Semarak Kemerdekaan di Tapal Batas, Parade Kebangsaan Belu Tampilkan Keberagaman dan Kreativitas
Atambua – Suasana Kota Atambua mendadak merah putih dan penuh warna pada Kamis (13/8/2026). Ribuan warga memadati jalan untuk menyaksikan langsung gelaran Parade Kebangsaan yang menampilkan kreativitas, keberagaman dan keunikan dari berbagai elemen masyarakat di Kabupaten Belu.
Peserta parade terdiri dari perwakilan komunitas, paguyuban etnis, BUMN/BUMD/BUMS, instansi pemerintah, hingga masyarakat umum. Seluruh peserta berkumpul dan memulai rute dari Lapangan Umum Atambua setelah dilepas secara resmi oleh Bupati Belu, Willybrodus Lay, SH.
Dalam sambutannya sebelum melepas peserta, Bupati Belu Willybrodus Lay, menyampaikan pesan mendalam mengenai arti kemerdekaan dan persatuan. Ia mengingatkan kembali perjuangan para pahlawan yang telah mengorbankan jiwa dan raga demi bangsa.
“Para pejuang, para perintis kemerdekaan mempertaruhkan nyawanya untuk kemerdekaan Indonesia. Hari ini kita hadir di sini untuk mengisi kemerdekaan itu. Terima kasih untuk semua,” ujar Bupati Willy Lay.

Lebih lanjut, Bupati Belu mengaku bangga melihat antusiasme dan latar belakang peserta yang sangat majemuk. Menurutnya, pemandangan tersebut mencerminkan miniatur Indonesia di perbatasan RI-RDTL.

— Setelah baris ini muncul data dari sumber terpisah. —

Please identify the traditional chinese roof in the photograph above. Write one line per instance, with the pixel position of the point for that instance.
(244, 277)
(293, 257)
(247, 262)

“Kita melihat ada beragam masyarakat di sini, dari Sabang sampai Merauke. Kita adalah satu yang berdaulat, adil, dan makmur. Mari kita isi kemerdekaan dengan membangun Indonesia bersama-sama,” tegasnya untuk membakar semangat penonton dan peserta parade.
Pantauan di lokasi, parade ini menempuh rute yang cukup panjang mengelilingi pusat kota. Dimulai dari Lapangan Umum Atambua, peserta bergerak melewati depan Rumah Jabatan Kapolres Belu, lalu belok kanan di Toko Dunia Ria menuju Jalan Sudirman. Di Pertigaan Sinar Jaya, rombongan belok kiri melintasi Jalan Soekarno-Hatta (Polycarpus). Perjalanan berlanjut ke Toko Pelita, lalu belok kanan ke Jalan Moruk Pasunan Tini. Di Cabang Tini, peserta belok kanan lagi menyusuri Jalan I.J. Kasimo dan berjalan lurus di depan BRI Atambua hingga mencapai Tugu PKK. Dari Tugu PKK, rute berbelok ke kiri, lalu belok kanan di kawasan Kuda Putih, dan berbelok kanan lagi di perempatan Graha Candra Kirani.
Rombongan kemudian berjalan lurus melewati Perempatan Sentral, Cabang Perpustakaan, memasuki Kelurahan Tenukiik. Setelah melewati markas Kodim, rombongan menuju Tugu Meriam. Dari Tugu Meriam, peserta belok kanan melewati Katedral, serta Simpang Lima, hingga akhirnya kembali finis di Lapangan Umum Atambua.

Untuk menghibur masyarakat, panitia menyediakan empat titik atraksi utama di sepanjang rute, yaitu di depan Kantor CU Kasih Sejahtera, depan Toko Flora, Cabang Toro (depan Indomaret), dan depan Kantor Perpustakaan Atambua. Di titik-titik ini, setiap tim menampilkan tarian tradisional, yel-yel kreatif, maupun keunikan komunitas masing-masing dengan waktu atraksi maksimal 2 menit.
Acara ini berlangsung sangat meriah dan dihadiri oleh jajaran pejabat penting, di antaranya Pimpinan Perangkat Daerah (PD) se-Kabupaten Belu, para pimpinan instansi vertikal, serta pimpinan organisasi kemasyarakatan.Turut hadir pula para ketua paguyuban etnis se-Kabupaten Belu, ketua komunitas kendaraan bermotor, ketua organisasi pemuda dan olahraga, serta para pimpinan bank dan diler kendaraan bermotor se-Kota.